• çağ sınıflandırmaları ispanya'nın en batı ucu ile istanbul arasında meydana gelen olaylara dayanmaktadır. çünkü şu an dünyanın yöneticisi olan batı medeniyetidir ve doğal olarak kendi tarihlerini okutma hakkın sahip batının ortaçağıdır. (hala ortaçağda olanlar olduğu düşünülürse her coğrafyanın ilkçağı, ortaçağı ayrıdır.)

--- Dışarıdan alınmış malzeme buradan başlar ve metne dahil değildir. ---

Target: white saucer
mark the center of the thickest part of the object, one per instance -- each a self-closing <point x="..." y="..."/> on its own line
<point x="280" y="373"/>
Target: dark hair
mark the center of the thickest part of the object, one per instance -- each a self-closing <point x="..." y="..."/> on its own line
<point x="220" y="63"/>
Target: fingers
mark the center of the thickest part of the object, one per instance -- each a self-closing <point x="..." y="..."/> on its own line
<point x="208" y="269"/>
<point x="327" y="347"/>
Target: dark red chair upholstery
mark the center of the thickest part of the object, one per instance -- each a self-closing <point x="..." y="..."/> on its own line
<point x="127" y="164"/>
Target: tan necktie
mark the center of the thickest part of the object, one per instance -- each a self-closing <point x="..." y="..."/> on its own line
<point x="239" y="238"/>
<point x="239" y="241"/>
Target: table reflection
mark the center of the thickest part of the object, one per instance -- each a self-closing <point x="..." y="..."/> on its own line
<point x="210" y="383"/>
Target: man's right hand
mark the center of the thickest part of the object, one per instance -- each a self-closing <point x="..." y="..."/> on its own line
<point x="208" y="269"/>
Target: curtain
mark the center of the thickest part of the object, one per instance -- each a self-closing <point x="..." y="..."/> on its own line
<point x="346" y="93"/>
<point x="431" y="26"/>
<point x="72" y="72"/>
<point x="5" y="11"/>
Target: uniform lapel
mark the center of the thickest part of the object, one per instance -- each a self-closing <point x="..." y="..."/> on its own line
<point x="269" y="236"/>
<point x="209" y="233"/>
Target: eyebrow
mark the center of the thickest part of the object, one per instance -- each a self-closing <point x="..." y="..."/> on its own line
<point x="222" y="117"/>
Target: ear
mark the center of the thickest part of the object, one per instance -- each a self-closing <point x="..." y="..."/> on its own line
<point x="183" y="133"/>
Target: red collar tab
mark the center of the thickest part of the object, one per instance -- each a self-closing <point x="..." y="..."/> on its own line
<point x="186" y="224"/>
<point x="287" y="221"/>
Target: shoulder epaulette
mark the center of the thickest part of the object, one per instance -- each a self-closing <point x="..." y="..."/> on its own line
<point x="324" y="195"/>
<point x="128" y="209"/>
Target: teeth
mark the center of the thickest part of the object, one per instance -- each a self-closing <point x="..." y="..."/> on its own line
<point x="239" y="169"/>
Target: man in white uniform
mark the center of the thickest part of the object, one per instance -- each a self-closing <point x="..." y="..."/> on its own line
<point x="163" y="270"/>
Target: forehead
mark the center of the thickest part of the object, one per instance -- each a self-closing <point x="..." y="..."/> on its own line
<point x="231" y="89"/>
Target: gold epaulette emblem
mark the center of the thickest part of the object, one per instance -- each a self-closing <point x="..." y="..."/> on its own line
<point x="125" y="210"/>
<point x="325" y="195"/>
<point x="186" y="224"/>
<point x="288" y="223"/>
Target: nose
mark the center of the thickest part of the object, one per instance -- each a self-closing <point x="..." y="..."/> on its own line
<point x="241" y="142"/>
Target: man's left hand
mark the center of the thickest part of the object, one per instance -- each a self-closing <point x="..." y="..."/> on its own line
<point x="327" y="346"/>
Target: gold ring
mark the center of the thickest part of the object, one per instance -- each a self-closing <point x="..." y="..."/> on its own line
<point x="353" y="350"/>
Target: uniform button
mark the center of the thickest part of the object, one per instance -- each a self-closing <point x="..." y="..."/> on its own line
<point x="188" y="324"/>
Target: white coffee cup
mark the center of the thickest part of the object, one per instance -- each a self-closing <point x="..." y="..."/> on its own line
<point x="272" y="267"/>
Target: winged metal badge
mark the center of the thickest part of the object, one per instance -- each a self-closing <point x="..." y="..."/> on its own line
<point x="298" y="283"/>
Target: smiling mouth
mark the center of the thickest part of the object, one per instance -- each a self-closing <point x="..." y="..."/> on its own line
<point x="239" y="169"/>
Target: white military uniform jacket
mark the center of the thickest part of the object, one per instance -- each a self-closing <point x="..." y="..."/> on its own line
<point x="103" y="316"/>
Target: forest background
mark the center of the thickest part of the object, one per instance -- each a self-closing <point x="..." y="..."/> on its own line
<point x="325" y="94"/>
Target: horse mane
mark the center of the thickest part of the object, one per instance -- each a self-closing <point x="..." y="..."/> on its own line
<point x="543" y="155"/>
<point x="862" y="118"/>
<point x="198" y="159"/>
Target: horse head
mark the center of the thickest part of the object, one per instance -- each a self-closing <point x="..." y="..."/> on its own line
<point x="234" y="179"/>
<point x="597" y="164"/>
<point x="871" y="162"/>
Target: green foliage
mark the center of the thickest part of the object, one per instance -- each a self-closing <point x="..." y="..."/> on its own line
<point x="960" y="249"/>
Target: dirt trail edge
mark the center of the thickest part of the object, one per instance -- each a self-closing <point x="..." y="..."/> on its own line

    kitaplarda şöyle geçer:
    "kavimler göçü ile başlayan ve istanbul'un fethi ile sona eren çağdır."
    aslında şöyledir:
    "bir teknolojik buluşun (aletin) kullanılmaya başlaması ile başlayıp, bir teknolojik buluşun avrupa'da kullanılması ile sona ermiştir."

    kavimler göçü ile başlayan olayları hepimiz az buçuk okul kitaplarından hatırlarız ama unutmayın ki kavimleri göç etmek için de arkadan bir ittiren vardır. orta asya'dan bir ittirme başlamıştır, avrupa etnik yapısının neredeyse bugünkü şekline gelmesini sağlayan bir ittirme söz konusudur.
    milliyetçi ağızdan söylersek "türklerin", tarihçi ağızdan söylersek "hunların" ittirmesiyle, tuna nehrinin batısındaki (sonu got'la biten) kavimler, otobüsün arkasına doğru ilerlemişlerdir. bu da işte yeni bir çağın başlangıcıdır. roma imparatorluğunun ikiye ayrılması madalyonun ön yüzüdür. arka yüze bakarsak; burada bazı sorular sormamız lazım kendimize:

    soru: orta asya'dan gelen kavimler (türkler) nasıl diğer kavimleri ittirebilmişlerdir?
    cevap: mücadelelerde, savaşlarda galip geldikleri için.

    soru: peki neden savaşlarda galip gelmişlerdir?
    (o zaman müslüman da değillerdi, iman gücü olmadan nasıl yeniyorlardı? :)
    cevap: çok iyi at binicileriydiler ve kodumu oturtabiliyorlardı. kılıçla daha dengeli bir biçimde ve daha kuvvetli vurabiliyorlardı. ayrıca at üstünde geriye dönüp ok atabiliyorlardı.

    soru: ee peki gavurların (-ki o zaman daha gavur denmiyordu onlar için) eli armut mu topluyordu? onlar vuramıyorlar mıydı?
    cevap: onlar da vuruyorlardı ama onların vuruşları daha dengesizdi. çoğu zaman kılıç sallayıp attan düşüyorlardı. bu sebeple at kullanmayı pek istemiyorlardı. piyade savaşını tercih ediyorlardı. iyi savaşçı atsız savaşçı demekti.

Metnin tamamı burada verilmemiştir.